La situation italienne donne un aperçu en grandeur réelle de la transformation de l’activité politique sous le coup de l’arrivée au pouvoir – municipal, régional ou national – de citoyen.ne.s ordinaires qui s’organisent par leurs propres forces pour prendre en charge les problèmes publics qui les concernent. Les exemples sont légion. En France, c’est le succès, lors des élections présidentielles de 2017, de deux « mouvements » : En marche et La France insoumise – même si on a pu observer la rapidité avec laquelle les lois d’airain de la Vème République en ont vite étouffé la vitalité démocratique. En Ukraine, c’est le raz de marée électoral qui a porté à la Présidence du pays un comédien sans aucune expérience de la politique et élu un Parlement dominé par des néophytes. Au Soudan, c’est le succès remporté par les porte-parole d’un soulèvement populaire qui ont réussi à imposer le fait d’exercer le pouvoir avec des militaires qui entendaient se l’accaparer. Et c’est ce qui pourrait arriver en Algérie si le H’irak parvient à maintenir sa ligne de conduite et sa résolution.

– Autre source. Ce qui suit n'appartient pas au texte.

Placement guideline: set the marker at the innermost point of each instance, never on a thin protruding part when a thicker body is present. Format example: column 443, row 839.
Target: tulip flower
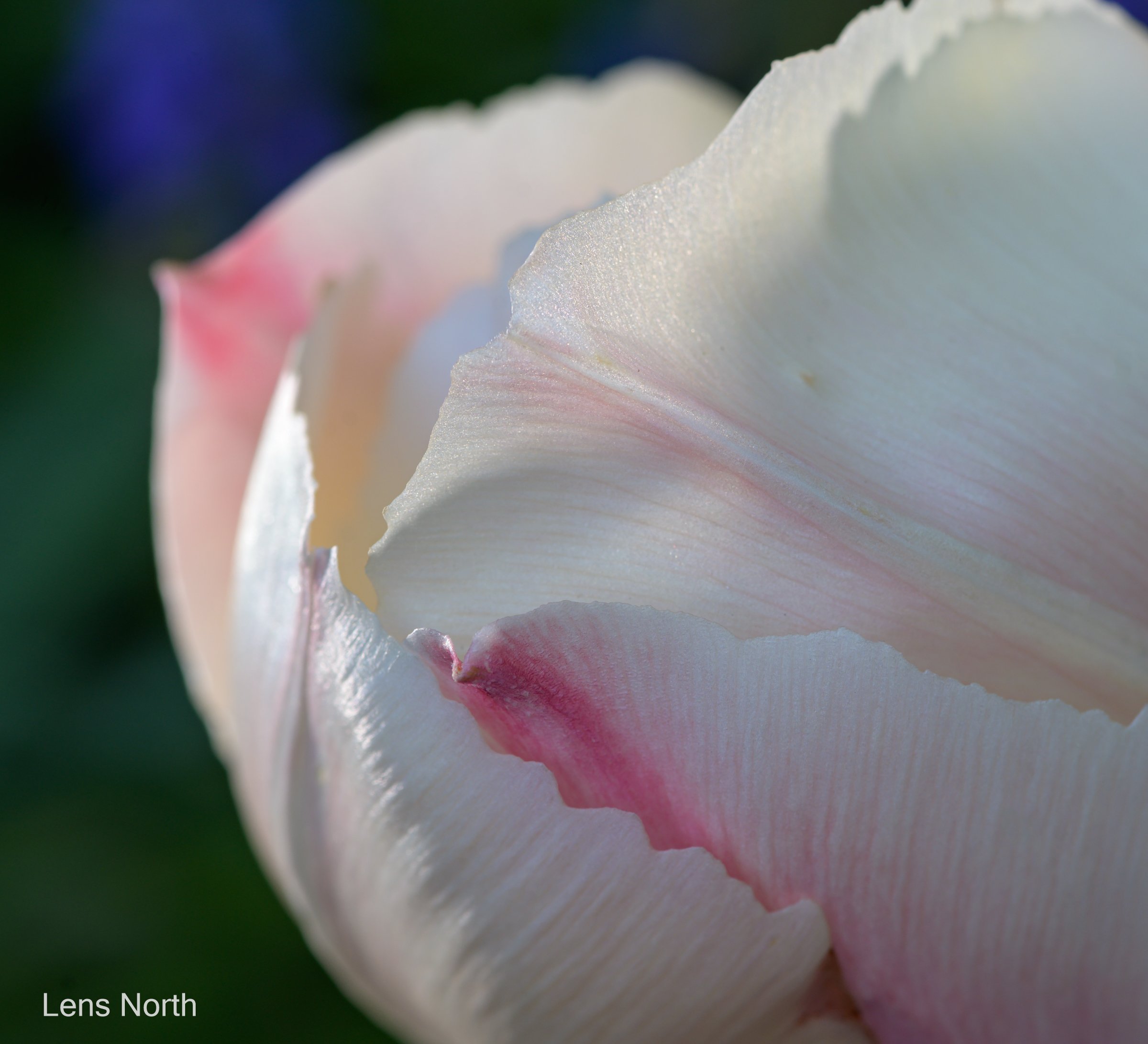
column 757, row 648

La situation italienne a donc cela d’exceptionnel qu’elle documente la transformation de l’activité politique à une époque où l’organisation horizontale des « mouvements » tend à se substituer au fonctionnement vertical des partis. Elle permet en effet de voir comment se posent et se résolvent une série de questions qui accompagnent la mutation de l’ordre du politique qui est en cours, comme :

Est-il possible de gouverner sans idéologie ou sans stratégie politiques affichées ?
Comment faire cohabiter dans un même exécutif deux modes de fonctionnement aussi opposés que l’horizontalité des mouvements et la verticalité des partis ? Et comment nouer des alliances entre ces deux types de forces qui coexistent aujourd’hui sur la scène politique ?
Comment maintenir l’équilibre entre le contrôle des adhérents de base et l’action des représentants ou les porte-parole d’un mouvement lorsqu’il est en position de gouverner et que les décisions doivent être prises dans l’immédiateté et l’urgence – et parfois le secret – des situations ?

Peut-on gouverner en soumettant toute décision à un débat public informé et en négligeant les impératifs du « fait majoritaire » qui justifient une discipline de vote et un alignement inconditionnel sur les propositions d’un exécutif ?

Ceux et celles que l’avenir de la démocratie intéresse auraient donc tout intérêt à suivre de près l’expérience quotidienne de l’exercice du pouvoir par le M5S afin d’analyser les modalités sous lesquelles un mouvement de citoyen.ne.s ordinaires peut participer à un gouvernement de façon durable et opérer un changement radical de la manière de faire de la politique. Et cela sans préjuger du fait que c’est exactement ce que le Cinque Stelle font aujourd’hui.